Now let’s assume that the numbers 50, 20 and 30 are correct, and show how A figured out his number.

When A is about to make his first statement, he sees a 20 and a 30. This means his number is either 10 or 50. But he has no other information to go on, hence his statement “I cannot determine my number.”

After B and C have spoken, it is A’s turn again. Although B and C can’t guess, this itself is an important and new piece of information for A. A now knows that there is not enough information for B or C to determine their values. And A now thinks about how this can be possible.

Remember, A knows his value is either 50 or 10. A now examines the consequences if his number is 10. In particular, he imagines the current game from C’s perspective.
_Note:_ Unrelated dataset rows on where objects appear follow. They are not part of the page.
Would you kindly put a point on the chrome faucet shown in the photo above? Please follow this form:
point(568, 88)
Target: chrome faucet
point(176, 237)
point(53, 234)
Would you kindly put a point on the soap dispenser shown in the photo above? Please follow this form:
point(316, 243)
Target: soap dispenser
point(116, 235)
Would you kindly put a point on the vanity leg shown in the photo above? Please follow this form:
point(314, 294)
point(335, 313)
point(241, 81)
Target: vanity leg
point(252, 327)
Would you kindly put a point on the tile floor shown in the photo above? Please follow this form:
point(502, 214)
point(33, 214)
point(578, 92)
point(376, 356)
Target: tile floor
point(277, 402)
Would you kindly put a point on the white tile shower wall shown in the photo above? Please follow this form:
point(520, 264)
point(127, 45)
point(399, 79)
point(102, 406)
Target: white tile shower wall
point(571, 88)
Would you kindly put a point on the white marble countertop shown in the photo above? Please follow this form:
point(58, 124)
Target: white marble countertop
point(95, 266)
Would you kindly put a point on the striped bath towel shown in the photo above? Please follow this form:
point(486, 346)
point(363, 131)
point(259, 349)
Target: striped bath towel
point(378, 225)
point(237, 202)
If A’s number was 10, then when it was C’s turn to speak, C would realize that his own number must be 10 or 30. But C would also know that B could not guess his own number. However, C would realize, if C’s number were 10, then B would have seen two 10’s and won the game. And that didn’t happen.

Therefore, (still assuming that A’s number is 10), and B did not see two 10’s. Therefore, C would have realized that his own number cannot be 10, and so must be 30. So if A’s number was 10, C would have had enough information to win the game.

But C did not say anything. Therefore, A now realizes that his own number cannot be 10, and that it must be 50. And so A can win the game.

Now, this shows that for the given data (50,20,30), A’s answer is reasonable. It does not show that there is no other set of numbers for B and C for which a similar process would allow A to determine his number.

lol wow i wouldnt have figured that out in forever!